Besides Viverae, McBrayer works with a number of athletes at many levels. Lola Lott, CEO of post-production boutique Charlie Uniform Tango and Liberal Media Films, sought out McBrayer when she saw him getting results for other athletes. Lott, who was already an accomplished runner and tennis aficionado, clashed with her new fitness coach when he backed her off the tennis court and instead had her Nordic trekking, doing breathing exercises, and running hills over by the White Rock Spillway.


“I learned from Darvin that the common thinking about exercising is just wrong,” Lott says. “My body fat went way down, my endurance went way up. He turned me into a better tennis player and competitor.”

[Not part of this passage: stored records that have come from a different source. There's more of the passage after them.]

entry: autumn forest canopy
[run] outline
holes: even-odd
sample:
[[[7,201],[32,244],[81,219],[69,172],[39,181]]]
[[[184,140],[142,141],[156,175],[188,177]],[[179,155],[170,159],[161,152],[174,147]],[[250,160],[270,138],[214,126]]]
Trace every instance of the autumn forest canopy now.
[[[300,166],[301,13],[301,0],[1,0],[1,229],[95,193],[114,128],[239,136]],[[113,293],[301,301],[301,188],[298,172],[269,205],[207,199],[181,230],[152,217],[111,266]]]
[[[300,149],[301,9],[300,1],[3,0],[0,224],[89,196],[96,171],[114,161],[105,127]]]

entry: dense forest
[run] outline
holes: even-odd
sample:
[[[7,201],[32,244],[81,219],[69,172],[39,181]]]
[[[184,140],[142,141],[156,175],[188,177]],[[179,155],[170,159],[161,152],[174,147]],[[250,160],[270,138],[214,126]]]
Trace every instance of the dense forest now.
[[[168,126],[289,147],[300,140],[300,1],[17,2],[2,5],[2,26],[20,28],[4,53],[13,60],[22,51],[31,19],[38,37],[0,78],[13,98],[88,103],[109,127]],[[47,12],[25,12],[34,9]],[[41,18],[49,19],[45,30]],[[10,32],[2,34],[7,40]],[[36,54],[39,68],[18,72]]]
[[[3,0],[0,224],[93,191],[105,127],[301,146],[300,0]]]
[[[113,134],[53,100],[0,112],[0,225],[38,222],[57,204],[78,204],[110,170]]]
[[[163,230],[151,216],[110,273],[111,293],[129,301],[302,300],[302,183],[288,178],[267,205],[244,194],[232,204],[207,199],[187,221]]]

McBrayer used his gadgets to evaluate and monitor Lott in the field. I am certain he would rather buy some $6,000 healthcare instrument than a new car. In fact, he has, which is probably why he is still driving his 1992 400E Mercedes.



The Final Analysis


In about 75 days that included my normal debauchery, 45 days of not drinking during Lent, and a 21-day largely vegetarian cleanse, I lost 17 pounds and reduced my body fat from more than 25 percent to 19.9 percent. The most inches were lost in my abs, pecs, and waist (3 inches), although some also in both the forearms and biceps (not good). In my mind, at least, I have some pounds and inches to go. Once I hit that goal, you’ll find me at the original Dodie’s on Greenville Avenue ordering the Cajun fries with extra jalapeno gravy and beers, or maybe just north of there at Terelli’s, loading up on three-cheese ravioli and an unpretentious Malbec. Or, who knows. I could be reaching a new low almost anywhere.